Biorąc zatem pod uwagę wszystkie okoliczności sprawy, w tym długotrwałość leczenia i skutki choroby, zakres poniesionych przez powoda cierpień fizycznych i psychicznych, jego wiek, aktualny stan zdrowia i rokowania na przyszłość, Sąd uznał, iż należne mu z tytułu zaistniałego zdarzenia zadośćuczynienie winno tu wynieść 15.000 zł. Kwota ta, w ocenie Sądu, jest bowiem adekwatna w stosunku do rozmiaru cierpień i poczucia krzywdy doznanego przez powoda. Uwzględnia także aktualne stosunki majątkowe i ogólny poziom życia w kraju. Łagodzi w pewien sposób poniesioną przez powoda krzywdę niemajątkową, a zarazem nie stanowi tu źródła jego wzbogacenia. Mając na uwadze powyższe Sąd zasądził od strony pozwanej na rzecz powoda kwotę 15.000 zł, o czym orzekł jak w punkcie I wyroku. Żądanie przewyższające tę kwotę należało zaś oddalić jako wygórowane, o czym orzeczono jak w punkcie II wyroku. W uzupełnieniu wskazać należało, że w trakcie procesu powód nie domagał się zasądzenia odsetek ustawowych od należności głównej.

Mając na uwadze wartość przedmiotu sporu i wysokość zasądzonego na rzecz powoda, żądanie pozwu zostało w przeważającej mierze oddalone. Na podstawie art. 102 k.p.c. Sąd w punkcie III wyroku nie obciążył jednakże powoda kosztami procesu, mając na uwadze jego sytuację życiową i finansową, a także okoliczność, iż powództwo co do zasady okazało się zasadne.
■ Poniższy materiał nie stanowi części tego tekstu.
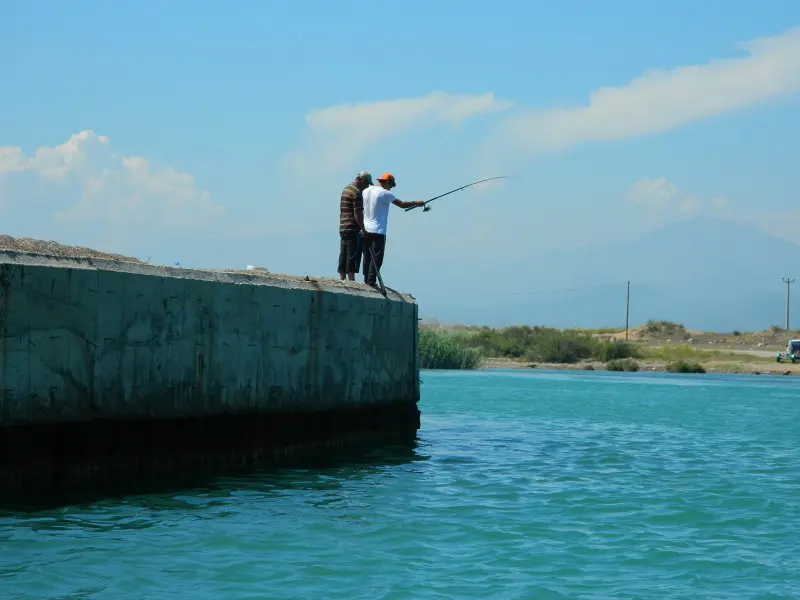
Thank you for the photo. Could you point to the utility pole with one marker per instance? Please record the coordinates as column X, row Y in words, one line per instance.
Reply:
column 628, row 310
column 788, row 282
O nieodpłatnej pomocy prawnej udzielonej powodowi z urzędu orzeczono w oparciu o art. art. 113 ust. 2 a contrario ustawy z dnia 28 lipca 2005 r. o kosztach sądowych w sprawach cywilnych. W sytuacji gdy powód został zwolniony od kosztów a następnie sprawę w znacznej mierze przegrał, brakującymi kosztami w tym zakresie obciąża się Skarb Państwa. Brak jest bowiem podstaw do obciążenia owymi kosztami przeciwnika. Z tych względów Sąd przyznał ze Skarbu Państwa – Sądu Okręgowego we Wrocławiu na rzecz pełnomocnika powoda kwotę 7.200 zł powiększoną o należny podatek VAT tytułem nieopłaconej pomocy prawnej udzielonej powodowi z urzędu, o czym orzeczono jak w punkcie IV wyroku.